In summary, the present invention has indeed met the requirements of the invention patent, and has filed a patent application according to law. However, the above description is only a preferred embodiment of the present invention, and it is not possible to limit the scope of the patent application of the present invention. Equivalent modifications or variations made by persons skilled in the art in light of the spirit of the present invention are intended to be included in the scope of the following claims.

10‧‧‧ radiator combination

12‧‧‧heat conducting plate

124‧‧‧ Groove

13‧‧‧ Mounting frame

132‧‧‧ lugs

133, 19‧‧‧ screws

14‧‧‧Solid fin group

140‧‧‧Heat fins

142‧‧‧through holes

144, 220, 180‧‧‧through holes

146‧‧‧Circle

16‧‧‧heat pipe

160‧‧‧heat absorption department

162‧‧‧heating department

18‧‧‧ fixed plate

185‧‧‧ screw holes

20‧‧‧wind hood

22‧‧‧ top board

24‧‧ ‧ baffle

26‧‧‧Installation Department

260‧‧‧ mounting holes

30‧‧‧Fan

32, 34‧‧‧ tablet

50‧‧‧Hand screw

1 is a combination diagram of a heat sink of the present invention.

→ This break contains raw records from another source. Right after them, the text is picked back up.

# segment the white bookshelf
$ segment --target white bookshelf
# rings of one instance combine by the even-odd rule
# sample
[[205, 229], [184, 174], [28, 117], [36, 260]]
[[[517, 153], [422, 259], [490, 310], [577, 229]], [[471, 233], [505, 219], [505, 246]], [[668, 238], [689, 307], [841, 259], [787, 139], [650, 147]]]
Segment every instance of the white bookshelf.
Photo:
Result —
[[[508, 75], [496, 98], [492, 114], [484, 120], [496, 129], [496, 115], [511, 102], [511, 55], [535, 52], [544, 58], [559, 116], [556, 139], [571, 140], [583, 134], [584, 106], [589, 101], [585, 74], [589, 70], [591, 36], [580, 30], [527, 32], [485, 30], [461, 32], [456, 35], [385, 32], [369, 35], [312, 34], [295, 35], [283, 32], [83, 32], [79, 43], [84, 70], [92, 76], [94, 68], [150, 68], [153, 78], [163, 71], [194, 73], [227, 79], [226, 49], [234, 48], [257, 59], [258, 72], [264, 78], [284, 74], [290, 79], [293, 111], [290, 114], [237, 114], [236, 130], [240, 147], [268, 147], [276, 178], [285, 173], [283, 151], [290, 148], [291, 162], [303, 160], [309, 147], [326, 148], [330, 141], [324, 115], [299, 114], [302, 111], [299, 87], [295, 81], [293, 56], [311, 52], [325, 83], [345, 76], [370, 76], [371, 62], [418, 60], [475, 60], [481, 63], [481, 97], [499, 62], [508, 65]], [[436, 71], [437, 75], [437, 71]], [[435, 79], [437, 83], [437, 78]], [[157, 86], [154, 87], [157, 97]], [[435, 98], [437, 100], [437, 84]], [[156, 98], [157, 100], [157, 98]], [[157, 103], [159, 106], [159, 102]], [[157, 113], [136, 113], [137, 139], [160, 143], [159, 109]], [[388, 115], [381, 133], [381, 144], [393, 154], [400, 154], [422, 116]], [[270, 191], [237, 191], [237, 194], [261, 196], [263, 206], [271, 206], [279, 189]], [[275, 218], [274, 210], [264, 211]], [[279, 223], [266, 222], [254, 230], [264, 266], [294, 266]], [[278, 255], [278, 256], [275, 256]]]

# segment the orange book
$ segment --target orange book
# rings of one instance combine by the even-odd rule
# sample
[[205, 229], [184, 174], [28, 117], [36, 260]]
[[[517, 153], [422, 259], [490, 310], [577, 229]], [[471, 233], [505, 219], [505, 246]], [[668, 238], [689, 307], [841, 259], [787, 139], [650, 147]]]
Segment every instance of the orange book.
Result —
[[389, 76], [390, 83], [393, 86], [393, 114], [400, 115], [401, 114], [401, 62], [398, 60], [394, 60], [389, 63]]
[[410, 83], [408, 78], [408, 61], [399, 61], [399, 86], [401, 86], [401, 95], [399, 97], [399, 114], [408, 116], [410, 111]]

Figure 2 is a partial combination diagram of Figure 1.

3 is an exploded view of the heat sink assembly of the heat sink of FIG. 2.

4 is an exploded view of the air hood and the fan of the heat sink of FIG. 2.

10‧‧‧ radiator combination

12‧‧‧heat conducting plate

14‧‧‧Solid fin group

16‧‧‧heat pipe

18‧‧‧ fixed plate

20‧‧‧wind hood

30‧‧‧Fan

50‧‧‧Hand screw

Claims (10)

A heat dissipating device for dissipating heat to an electronic component, comprising: a heat conducting plate attached to the electronic component, a plurality of heat dissipating fins, and a heat pipe connecting the heat conducting plate and the heat dissipating fin, wherein a plurality of air passages are formed between the heat dissipating fins, The improvement device is characterized in that: the heat dissipation device further comprises an air hood, the air hood includes a top plate and two baffles connected to the top plate, the top plate is fixed on the top of the heat dissipation fin, and the baffle surrounds the two ends of the heat dissipation fin. The two fans are fixed on the air hood and placed on both sides of the heat dissipation fins and located at the inlet and outlet of the air passage, and each of the heat dissipation fins has a micro wave shape. The heat dissipating device of claim 1, wherein a top of the heat dissipating fins is fixed to a fixing plate, and a top plate of the air guiding hood is fixed to the fixing plate. The heat dissipation device of claim 2, wherein a through hole is formed in a middle portion of each of the heat dissipation fins, and the through holes of the heat dissipation fins form a screw hole for screwing to fix the fixing plate. The heat dissipating device of claim 3, wherein the top plate of the air guiding hood is provided with two through holes, and the second used screw is screwed through the top plate and the fixing plate. The heat dissipating device of claim 1, wherein the air guiding hood is U-shaped. The heat dissipating device of claim 1, wherein a mounting portion is extended on each side of each of the baffles, and the two fans are fixed to the mounting portions. The heat sink of claim 1, wherein the fan turns the same. The heat dissipating device of claim 1, wherein the heat pipe comprises a heat absorbing portion and a heat releasing portion connected to the heat absorbing portion, and the bottom of the heat conducting plate is provided with a groove to receive the heat absorbing portion of the heat pipe. The heat dissipating device of claim 8, wherein a bottom surface of the heat absorbing portion of the heat pipe is coplanar with a bottom surface of the heat conducting plate. The heat sink of claim 9, wherein the heat pipe is U-shaped.